Conclusión: Mill afirma que los problemas de justicia son problemas de utilidad. La
única diferencia estriba en los sentimientos unidos a la justicia y a la injusticia,
sentimientos que no son originarios, sino simplemente el sentimiento de
autodefensa moralizado por su subordinación a la utilidad colectiva. Es necesario
que los aspectos más vitales e importantes de la utilidad social sean protegidos por
sentimientos especiales, por deberes más estrictos, por sanciones más rigurosas.
CONCLUSIÓN

Una ética incompatible con la felicidad de la humanidad no puede ser justa. Más
aún, el motivo remoto por el cual muchas acciones son buenas o malas es la
relación que guardan con el bien de la sociedad humana.

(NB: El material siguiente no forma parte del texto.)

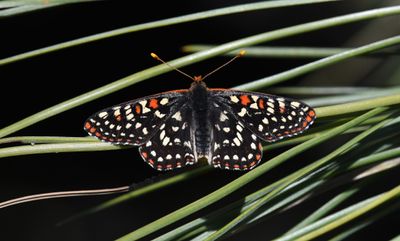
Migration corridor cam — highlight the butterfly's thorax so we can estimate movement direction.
[190,81,211,155]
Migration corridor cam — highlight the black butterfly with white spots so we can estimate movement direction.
[84,54,316,171]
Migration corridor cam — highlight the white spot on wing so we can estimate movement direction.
[233,137,240,146]
[99,111,108,118]
[219,112,229,122]
[238,108,247,117]
[172,111,182,121]
[160,98,168,105]
[290,101,300,108]
[163,136,170,146]
[160,130,165,140]
[126,113,133,120]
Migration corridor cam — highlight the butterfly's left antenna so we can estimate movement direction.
[150,53,197,81]
[150,50,246,81]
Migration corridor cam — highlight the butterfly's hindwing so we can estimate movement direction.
[209,109,262,170]
[211,89,315,142]
[84,91,186,145]
[139,106,196,171]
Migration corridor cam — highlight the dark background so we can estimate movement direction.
[0,0,398,240]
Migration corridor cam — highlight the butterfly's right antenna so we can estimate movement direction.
[150,53,196,81]
[150,50,246,82]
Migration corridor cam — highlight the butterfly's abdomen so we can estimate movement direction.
[192,85,211,155]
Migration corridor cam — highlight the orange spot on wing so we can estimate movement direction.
[149,99,158,109]
[239,95,251,105]
[258,98,265,110]
[135,104,142,114]
[85,121,92,130]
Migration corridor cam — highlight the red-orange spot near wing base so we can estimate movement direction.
[258,98,265,110]
[239,95,251,105]
[85,121,92,130]
[135,104,142,114]
[149,99,158,109]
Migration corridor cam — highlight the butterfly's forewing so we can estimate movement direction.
[209,108,262,170]
[84,91,187,145]
[139,105,196,171]
[210,89,316,142]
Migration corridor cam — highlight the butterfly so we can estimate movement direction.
[84,51,316,171]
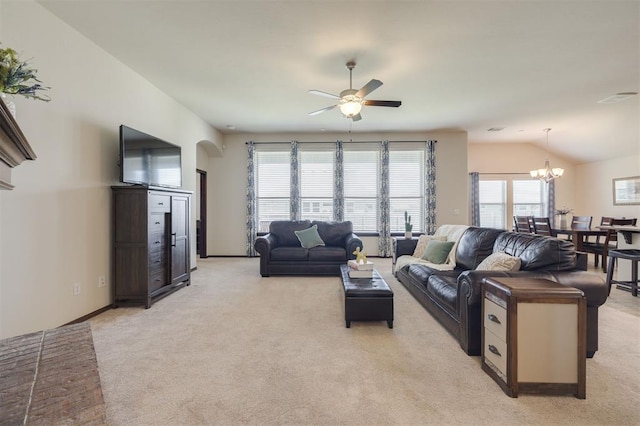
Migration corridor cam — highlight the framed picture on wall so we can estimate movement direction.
[613,176,640,206]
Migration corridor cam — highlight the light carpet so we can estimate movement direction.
[90,258,640,425]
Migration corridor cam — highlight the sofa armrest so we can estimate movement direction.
[253,234,278,261]
[344,233,364,259]
[391,238,418,265]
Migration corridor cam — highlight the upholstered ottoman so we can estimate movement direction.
[340,265,393,328]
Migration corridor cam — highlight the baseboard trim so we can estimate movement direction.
[62,305,113,327]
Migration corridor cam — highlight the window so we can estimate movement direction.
[389,147,425,232]
[343,148,380,232]
[513,179,547,217]
[298,150,334,221]
[254,142,425,233]
[479,175,547,229]
[254,150,291,232]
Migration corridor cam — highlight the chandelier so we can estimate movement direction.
[529,129,564,183]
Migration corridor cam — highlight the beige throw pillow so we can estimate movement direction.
[476,252,522,272]
[413,235,447,259]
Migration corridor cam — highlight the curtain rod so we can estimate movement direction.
[244,139,438,145]
[478,172,530,176]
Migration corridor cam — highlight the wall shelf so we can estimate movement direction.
[0,99,36,190]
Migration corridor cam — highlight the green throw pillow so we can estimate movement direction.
[293,225,324,248]
[422,240,454,264]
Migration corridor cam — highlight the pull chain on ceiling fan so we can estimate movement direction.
[309,61,402,121]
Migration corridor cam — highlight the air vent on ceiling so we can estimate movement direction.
[598,92,638,104]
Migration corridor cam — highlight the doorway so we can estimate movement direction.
[196,169,207,258]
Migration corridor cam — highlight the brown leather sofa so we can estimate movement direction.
[254,220,363,277]
[394,227,609,358]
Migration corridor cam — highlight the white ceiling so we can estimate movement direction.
[39,0,640,163]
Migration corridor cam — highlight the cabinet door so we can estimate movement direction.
[148,212,170,293]
[170,195,191,284]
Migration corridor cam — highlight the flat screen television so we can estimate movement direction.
[120,124,182,188]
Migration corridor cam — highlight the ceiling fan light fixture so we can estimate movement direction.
[340,99,362,118]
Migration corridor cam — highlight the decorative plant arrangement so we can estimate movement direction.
[556,207,573,229]
[404,210,413,238]
[556,207,573,216]
[0,47,51,102]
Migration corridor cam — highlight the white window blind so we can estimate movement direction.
[254,150,291,232]
[479,175,547,229]
[513,179,547,217]
[298,150,334,221]
[343,149,380,232]
[389,149,425,232]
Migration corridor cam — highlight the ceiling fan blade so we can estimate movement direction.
[309,105,338,115]
[309,90,340,99]
[356,79,382,98]
[362,99,402,108]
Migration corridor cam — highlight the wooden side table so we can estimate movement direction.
[482,278,587,399]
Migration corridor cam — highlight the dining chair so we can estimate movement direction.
[513,216,533,234]
[533,217,554,237]
[567,216,593,241]
[583,217,637,273]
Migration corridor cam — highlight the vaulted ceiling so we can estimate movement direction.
[39,0,640,163]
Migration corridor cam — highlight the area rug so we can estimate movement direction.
[0,322,106,425]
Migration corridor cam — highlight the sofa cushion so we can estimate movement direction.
[269,220,311,247]
[413,235,447,258]
[493,232,576,271]
[422,240,455,264]
[427,275,458,316]
[293,225,324,248]
[456,226,504,270]
[311,220,353,247]
[271,243,309,262]
[309,246,347,263]
[476,252,521,271]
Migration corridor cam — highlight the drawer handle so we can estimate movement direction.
[489,345,502,356]
[487,314,502,324]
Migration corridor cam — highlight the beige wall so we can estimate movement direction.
[207,132,468,256]
[0,2,222,337]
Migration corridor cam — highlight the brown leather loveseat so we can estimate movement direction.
[394,227,609,357]
[254,220,363,277]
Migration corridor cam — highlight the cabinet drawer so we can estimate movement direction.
[149,194,171,213]
[483,328,507,377]
[483,298,507,342]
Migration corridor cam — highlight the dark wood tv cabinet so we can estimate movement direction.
[111,186,192,308]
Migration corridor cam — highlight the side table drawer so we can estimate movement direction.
[484,328,507,377]
[484,297,507,342]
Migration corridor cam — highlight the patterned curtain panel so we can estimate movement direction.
[333,141,344,222]
[547,180,556,227]
[289,141,300,220]
[469,172,480,226]
[246,141,258,257]
[424,140,436,235]
[378,141,391,257]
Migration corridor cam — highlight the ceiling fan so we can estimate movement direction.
[309,61,402,121]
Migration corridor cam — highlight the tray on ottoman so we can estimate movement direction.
[340,265,393,328]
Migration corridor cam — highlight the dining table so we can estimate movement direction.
[552,226,609,251]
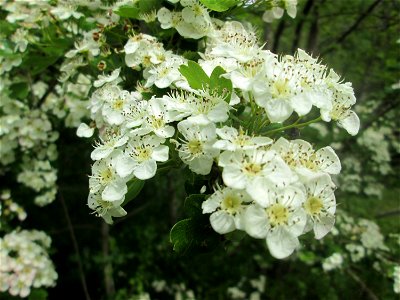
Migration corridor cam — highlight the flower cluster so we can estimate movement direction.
[78,1,359,258]
[0,190,27,225]
[0,230,57,297]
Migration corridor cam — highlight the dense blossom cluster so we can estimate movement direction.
[0,230,57,297]
[78,1,359,258]
[0,0,400,299]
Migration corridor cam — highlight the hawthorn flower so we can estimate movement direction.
[76,123,94,138]
[102,90,141,125]
[303,174,336,239]
[90,128,129,160]
[262,0,297,23]
[144,54,185,89]
[207,21,260,63]
[131,98,175,138]
[201,187,251,234]
[321,70,360,135]
[213,126,273,151]
[89,158,128,201]
[115,135,169,180]
[88,192,126,224]
[122,94,148,128]
[93,68,122,88]
[295,143,342,180]
[218,150,292,201]
[243,186,307,259]
[175,120,219,175]
[124,33,165,68]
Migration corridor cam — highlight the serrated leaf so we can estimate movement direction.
[10,82,29,100]
[179,60,210,90]
[210,66,232,102]
[185,194,206,217]
[170,219,194,254]
[139,0,160,13]
[200,0,240,12]
[28,289,48,300]
[123,178,144,206]
[170,218,221,255]
[114,5,140,19]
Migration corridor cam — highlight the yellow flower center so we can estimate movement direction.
[136,148,151,161]
[188,140,203,155]
[112,99,124,110]
[243,163,262,175]
[304,197,324,216]
[266,203,289,227]
[100,168,113,184]
[221,195,242,214]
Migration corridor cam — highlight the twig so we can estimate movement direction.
[321,0,382,55]
[101,222,115,299]
[60,194,91,300]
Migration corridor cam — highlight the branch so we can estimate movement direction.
[292,0,314,53]
[60,194,91,300]
[321,0,382,55]
[101,222,115,299]
[272,19,286,53]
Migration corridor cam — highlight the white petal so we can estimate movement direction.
[314,215,335,240]
[210,210,236,234]
[243,205,270,239]
[101,180,128,201]
[222,165,247,189]
[76,123,94,138]
[246,177,270,207]
[90,146,114,160]
[151,145,169,161]
[133,159,157,180]
[115,155,138,177]
[338,111,360,135]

Esto es claro si se tiene en cuenta que el bien moral se fundamenta en la naturaleza


del hombre según todas sus relaciones esenciales con Dios, consigo mismo y con
sus semejantes. La naturaleza humana es sociable: el hombre no puede vivir
dignamente ni perfeccionarse más que en la sociedad. Por este motivo cuando nos
preguntamos si una acción es justa o no, pensamos también en las posibles
consecuencias que tal modo de proceder puede tener para la sociedad.

El principio utilitarista es muy indeterminado, y parece referirse a los aspectos más


bajos del hombre. Los utilitaristas no pueden escapar a estos defectos sin traicionar
sus principios fundamentales, a saber:
a) El placer es la única realidad que es por sí misma buena, y el dolor es la única
realidad que es por sí misma mala. La felicidad es la presencia del placer y la
ausencia del dolor.
b) La acción es justa o equivocada en cuanto que contribuye o no, considerando
globalmente sus consecuencias, a la maximización de la felicidad.
Ahora bien, la idea utilitarista de felicidad y de placer es muy indeterminada, y no
se entiende cómo de ella se puede extraer una ética precisa. Es un hecho que todo
el mundo quiere ser feliz, también aquéllos que obran mal, pensando sin duda que
con esas acciones contribuyen a su felicidad.